PhRMA said the reasoning behind a sharp cap on samples mandated by its European counterpart doesn’t apply in the US.
GlaxoSmithKline CEO Andrew Witty, who also serves as president of the European Federation of Pharmaceutical Industry and Associates (EFPIA), said in an EFPIA statement dated June 24 that “full adherence” to a new set of codes, one of which limits the number of samples a company can offer to any one physician (in the EU), is “essential,” and that “breaches should not be tolerated.”
Asked whether pharmaceutical companies in the US would be held to similar drug sampling limitations, PhRMA issued a statement emphasizing the “value of pharmaceutical samples” in the US, both for physicians and patients.
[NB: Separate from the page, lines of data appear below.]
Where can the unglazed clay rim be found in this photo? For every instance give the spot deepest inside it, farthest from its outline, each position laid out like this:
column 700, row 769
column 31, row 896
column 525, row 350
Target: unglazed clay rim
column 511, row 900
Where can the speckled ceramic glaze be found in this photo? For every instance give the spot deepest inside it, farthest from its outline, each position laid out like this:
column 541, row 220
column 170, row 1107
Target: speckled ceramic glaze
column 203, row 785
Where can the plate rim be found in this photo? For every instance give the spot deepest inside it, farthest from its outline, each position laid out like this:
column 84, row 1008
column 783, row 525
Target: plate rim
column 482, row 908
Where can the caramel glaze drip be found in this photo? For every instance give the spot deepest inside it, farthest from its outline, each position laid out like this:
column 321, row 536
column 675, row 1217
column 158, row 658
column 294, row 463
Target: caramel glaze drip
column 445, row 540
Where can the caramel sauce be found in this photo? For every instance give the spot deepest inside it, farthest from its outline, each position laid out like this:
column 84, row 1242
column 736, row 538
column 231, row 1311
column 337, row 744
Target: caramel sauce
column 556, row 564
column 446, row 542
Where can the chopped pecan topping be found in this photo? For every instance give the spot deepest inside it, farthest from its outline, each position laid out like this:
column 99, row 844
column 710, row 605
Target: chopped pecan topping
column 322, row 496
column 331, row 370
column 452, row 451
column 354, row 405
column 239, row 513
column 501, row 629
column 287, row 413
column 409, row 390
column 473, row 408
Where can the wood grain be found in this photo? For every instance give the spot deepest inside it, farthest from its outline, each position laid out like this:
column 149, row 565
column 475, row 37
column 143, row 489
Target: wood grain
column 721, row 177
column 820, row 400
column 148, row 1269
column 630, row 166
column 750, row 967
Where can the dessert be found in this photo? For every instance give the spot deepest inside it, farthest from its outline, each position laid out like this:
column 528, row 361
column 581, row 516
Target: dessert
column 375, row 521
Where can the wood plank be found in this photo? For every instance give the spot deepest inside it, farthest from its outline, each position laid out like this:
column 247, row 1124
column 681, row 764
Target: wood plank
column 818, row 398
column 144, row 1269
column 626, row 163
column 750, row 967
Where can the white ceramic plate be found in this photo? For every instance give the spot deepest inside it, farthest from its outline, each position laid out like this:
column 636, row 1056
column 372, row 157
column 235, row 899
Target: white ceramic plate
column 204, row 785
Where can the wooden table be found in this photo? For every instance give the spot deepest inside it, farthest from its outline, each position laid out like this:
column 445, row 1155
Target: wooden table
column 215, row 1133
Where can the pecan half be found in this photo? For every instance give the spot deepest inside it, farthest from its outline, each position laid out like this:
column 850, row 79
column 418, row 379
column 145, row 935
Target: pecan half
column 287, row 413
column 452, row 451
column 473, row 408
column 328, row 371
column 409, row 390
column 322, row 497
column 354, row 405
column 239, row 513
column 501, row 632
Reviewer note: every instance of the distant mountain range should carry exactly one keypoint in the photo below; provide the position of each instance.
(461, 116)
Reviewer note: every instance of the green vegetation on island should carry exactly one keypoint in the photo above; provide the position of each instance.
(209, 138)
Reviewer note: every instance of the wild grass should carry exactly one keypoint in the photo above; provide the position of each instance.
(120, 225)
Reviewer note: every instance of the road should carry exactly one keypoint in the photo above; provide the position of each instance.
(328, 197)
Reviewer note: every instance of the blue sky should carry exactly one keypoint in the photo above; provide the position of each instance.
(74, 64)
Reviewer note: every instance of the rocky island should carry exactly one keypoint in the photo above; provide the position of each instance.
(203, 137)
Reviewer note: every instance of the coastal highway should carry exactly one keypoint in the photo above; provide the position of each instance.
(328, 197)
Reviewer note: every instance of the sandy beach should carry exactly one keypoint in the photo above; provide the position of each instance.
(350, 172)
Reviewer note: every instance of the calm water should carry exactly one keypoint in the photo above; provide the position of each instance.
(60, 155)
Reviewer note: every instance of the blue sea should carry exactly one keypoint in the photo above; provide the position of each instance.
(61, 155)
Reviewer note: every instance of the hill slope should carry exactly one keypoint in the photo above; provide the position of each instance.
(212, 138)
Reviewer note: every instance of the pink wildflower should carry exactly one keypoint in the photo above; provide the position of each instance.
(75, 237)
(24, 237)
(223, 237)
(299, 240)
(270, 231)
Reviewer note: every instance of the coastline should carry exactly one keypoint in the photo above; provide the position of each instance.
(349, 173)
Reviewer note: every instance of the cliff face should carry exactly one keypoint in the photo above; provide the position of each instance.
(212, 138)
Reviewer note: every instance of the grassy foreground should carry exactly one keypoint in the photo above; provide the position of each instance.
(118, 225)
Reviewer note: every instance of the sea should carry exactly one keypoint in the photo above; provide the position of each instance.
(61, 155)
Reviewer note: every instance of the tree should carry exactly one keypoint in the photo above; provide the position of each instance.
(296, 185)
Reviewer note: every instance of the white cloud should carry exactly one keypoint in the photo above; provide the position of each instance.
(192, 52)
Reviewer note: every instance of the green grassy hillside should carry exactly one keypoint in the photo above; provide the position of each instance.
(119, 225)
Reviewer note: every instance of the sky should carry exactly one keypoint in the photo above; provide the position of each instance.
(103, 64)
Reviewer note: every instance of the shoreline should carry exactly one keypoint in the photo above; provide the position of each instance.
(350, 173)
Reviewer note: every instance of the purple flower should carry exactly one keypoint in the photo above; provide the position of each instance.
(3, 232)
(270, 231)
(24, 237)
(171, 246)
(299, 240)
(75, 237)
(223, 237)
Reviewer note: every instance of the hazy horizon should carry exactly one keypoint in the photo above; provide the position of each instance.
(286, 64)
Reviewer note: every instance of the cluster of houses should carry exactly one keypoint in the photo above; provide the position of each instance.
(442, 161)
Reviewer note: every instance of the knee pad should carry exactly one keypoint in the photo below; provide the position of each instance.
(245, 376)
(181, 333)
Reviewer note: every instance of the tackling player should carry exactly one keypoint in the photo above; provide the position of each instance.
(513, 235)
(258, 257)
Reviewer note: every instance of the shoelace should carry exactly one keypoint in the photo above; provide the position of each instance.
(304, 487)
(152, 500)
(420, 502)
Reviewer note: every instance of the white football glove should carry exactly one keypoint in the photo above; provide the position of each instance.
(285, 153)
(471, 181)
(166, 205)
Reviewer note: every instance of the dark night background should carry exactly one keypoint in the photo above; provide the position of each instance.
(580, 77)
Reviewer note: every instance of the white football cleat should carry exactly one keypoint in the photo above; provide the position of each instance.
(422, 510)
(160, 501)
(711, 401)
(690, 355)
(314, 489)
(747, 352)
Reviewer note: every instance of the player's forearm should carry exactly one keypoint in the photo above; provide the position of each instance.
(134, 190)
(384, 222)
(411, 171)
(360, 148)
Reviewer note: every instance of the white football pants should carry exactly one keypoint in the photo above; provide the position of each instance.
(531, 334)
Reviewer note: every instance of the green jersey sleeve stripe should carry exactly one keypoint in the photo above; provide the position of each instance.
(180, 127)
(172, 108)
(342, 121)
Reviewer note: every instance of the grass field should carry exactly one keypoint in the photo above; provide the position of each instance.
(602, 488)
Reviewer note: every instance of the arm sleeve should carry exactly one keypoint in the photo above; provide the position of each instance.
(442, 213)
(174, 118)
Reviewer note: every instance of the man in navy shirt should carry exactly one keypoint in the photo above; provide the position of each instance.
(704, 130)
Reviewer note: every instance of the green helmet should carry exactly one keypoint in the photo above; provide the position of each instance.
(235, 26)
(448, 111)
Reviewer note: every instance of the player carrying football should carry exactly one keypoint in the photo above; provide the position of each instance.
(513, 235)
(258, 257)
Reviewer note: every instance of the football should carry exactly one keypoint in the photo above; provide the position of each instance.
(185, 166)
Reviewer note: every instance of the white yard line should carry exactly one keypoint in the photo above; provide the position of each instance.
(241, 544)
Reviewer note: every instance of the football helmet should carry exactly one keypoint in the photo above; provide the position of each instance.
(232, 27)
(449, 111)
The ceiling on samples, known in shorthand as the “4 x 2” rule, limits EFPIA’s members – which include all of the top 10 pharmaceutical companies – to four sample packets per year, per doctor, for no more than two years after a drug is approved, according to the trade group’s leadership statement.
Colin Mackay, an EFPIA spokesperson, said in an email that “there will be penalties” for non-compliance among member companies, adding that “even self-regulation needs some kind of sanction to be effective,” although those penalties have not yet been codified, according to Mackay.
“There are many significant differences between European health care systems and the health care laws in place in the United States,” said PhRMA SVP Ken Johnson, in the statement. “In the US, free samples have helped improve the quality of life for millions of patients.”
Representatives at GlaxoSmithKline were not immediately available for comment.